One of my favorite scenes of the season though is on the way to my former work home, Salinas. I have driven the 101 freeway from the Santa Clara Valley to the Salinas Valley perhaps sixty times, maybe more. There is a point when you start climbing into the southwest reaches of the Santa Cruz mountains as they drift off to sleep at the bottom of the Santa Clara Valley, right before you cross the San Benito County line, and right after you cross its namesake river (if you are traveling south), when during the height of the winter bloom if you look back, the verdant emerald hills and their undulating cracks and folds overwhelm you with the majesty of God’s creation. This is a scene I have been blessed to see so many times, but it has never lost its effect, driving in me a sense of awe and gratitude.

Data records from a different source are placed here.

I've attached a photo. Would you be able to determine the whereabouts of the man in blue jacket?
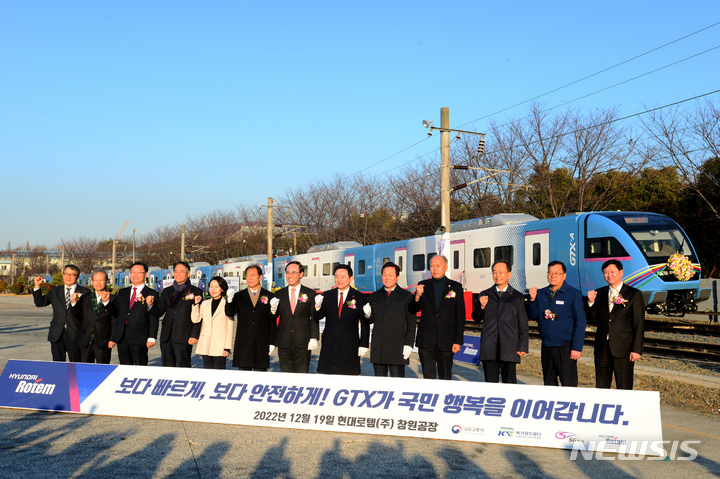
[525,261,586,387]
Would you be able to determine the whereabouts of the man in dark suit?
[472,261,529,384]
[525,261,586,387]
[315,264,370,375]
[275,261,320,373]
[408,255,465,380]
[225,265,277,371]
[157,261,203,368]
[366,262,417,378]
[33,264,90,363]
[72,271,115,364]
[588,259,645,389]
[108,262,159,366]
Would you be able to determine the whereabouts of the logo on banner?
[8,374,56,394]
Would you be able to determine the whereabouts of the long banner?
[0,360,662,450]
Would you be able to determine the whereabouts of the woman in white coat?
[190,276,233,369]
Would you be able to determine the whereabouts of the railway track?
[465,322,720,363]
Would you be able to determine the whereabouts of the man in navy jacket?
[525,261,586,387]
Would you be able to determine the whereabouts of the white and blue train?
[273,212,711,315]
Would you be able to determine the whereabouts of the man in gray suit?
[33,264,90,363]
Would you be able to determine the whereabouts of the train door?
[449,240,465,288]
[525,229,550,289]
[395,246,407,288]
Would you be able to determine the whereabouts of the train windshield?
[610,213,697,264]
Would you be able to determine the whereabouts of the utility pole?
[180,225,185,261]
[423,107,496,264]
[112,221,130,286]
[268,197,275,266]
[440,107,450,264]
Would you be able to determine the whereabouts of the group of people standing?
[472,259,645,389]
[33,255,644,389]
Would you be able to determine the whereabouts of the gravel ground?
[518,339,720,416]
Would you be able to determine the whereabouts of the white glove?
[270,298,280,314]
[403,346,412,359]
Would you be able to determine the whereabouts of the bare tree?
[643,99,720,223]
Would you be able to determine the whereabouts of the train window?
[428,253,437,271]
[495,246,513,266]
[413,254,425,271]
[533,243,542,266]
[585,236,628,258]
[473,248,490,268]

That green can bury and muffle life’s trials and difficulties, and allow you to just live for a while as you stare. It at once paints a picture I wish I owned, a photograph I wish I took, the great American novel I wish I could write, the inspiration for the song I have not yet composed, and the poem that just is and is understood by every passerby with the care to observe and appreciate. It holds in its depth of color, and strength of existence, a redemptive power, an eternal bloom of forgiving energy.

I love this state. I love what it makes me feel. I love its diversity — of place, of season, of people, of smell and feel. I love the churning gray and deep blue waves that crash, the coastal trees that reach with the wind or tower with majesty. I love the chaparral leading down to the sea, the great valley that feeds the nation, the divine granite cathedrals that at once beckon and warn, and the deserts that can burn and heal.